Great guys, great stories and a sneak peek at some new tunes brings you up to date of what’s in store musically and is sure to leave you wanting more. More is good.
Sometimes in life, our true loves come and go more than once – the fire smouldering but never truly extinguished. Such was – and is the case with Ron Baumber, a singer-songwriter who was right there, a key player in the heyday of the craft in the Canadian epicentre of Toronto. The burgeoning scene in Yorkville and the other bohemian boroughs were rife with the words and music that defined a generation. Ron Baumber certainly lived that life, and when time and life undercut the stability of that rock he built his life upon, the guitar and the pen were put down – for a while at least.
Years may pass but the need to create never does, so when the desire to pick up where he left off grew too strong to ignore, the creative flow started anew and a new journey was underway.

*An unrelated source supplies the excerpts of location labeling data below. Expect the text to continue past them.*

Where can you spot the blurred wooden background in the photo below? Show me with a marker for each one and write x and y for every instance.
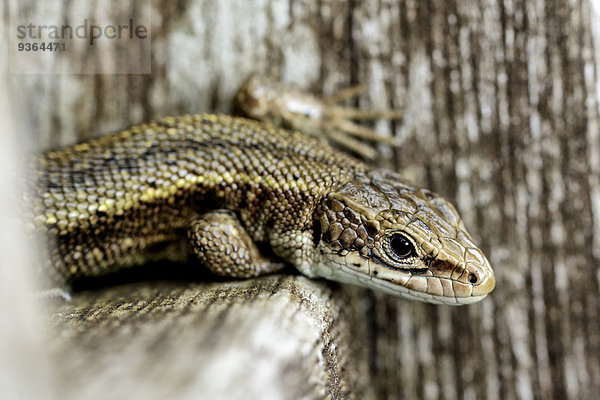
(502, 117)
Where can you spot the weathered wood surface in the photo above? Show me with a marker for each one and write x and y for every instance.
(278, 337)
(502, 116)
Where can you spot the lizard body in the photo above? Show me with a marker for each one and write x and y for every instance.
(239, 195)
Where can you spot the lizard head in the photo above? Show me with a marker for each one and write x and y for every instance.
(387, 235)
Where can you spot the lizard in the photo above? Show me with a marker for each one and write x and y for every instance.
(245, 198)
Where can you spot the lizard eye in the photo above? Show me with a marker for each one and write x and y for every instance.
(400, 247)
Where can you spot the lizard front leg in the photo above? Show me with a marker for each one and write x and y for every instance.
(222, 244)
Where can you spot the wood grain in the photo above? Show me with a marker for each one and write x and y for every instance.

The various pieces started fitting together bit by bit and the songs began to pile up – good songs full of the lessons and perspective that only life can offer. Teaming up with like minded musicians who shared the desire to perform paid dividends and that passion and commitment has yielded a remarkable testament to the dreams that never die.
Ron Baumber & Friends have captured that feel and feature up to eight musicians whose individual voices combine brilliantly with the spacial awareness that comes with time and experience, the notes swirling and turning without stepping on toes.
On this fine night we feature Ron with but one of these band mates, another chap who had stepped away from the stage for years before teaming up and rediscovering the passion that started this raging affair in the first place. Gerry Mayor sits in, playing the very same saxophone he’s had since high school. The focus is on the songs, the context is in the story, and it’s all right here on this episode of Barber Shop Podcast.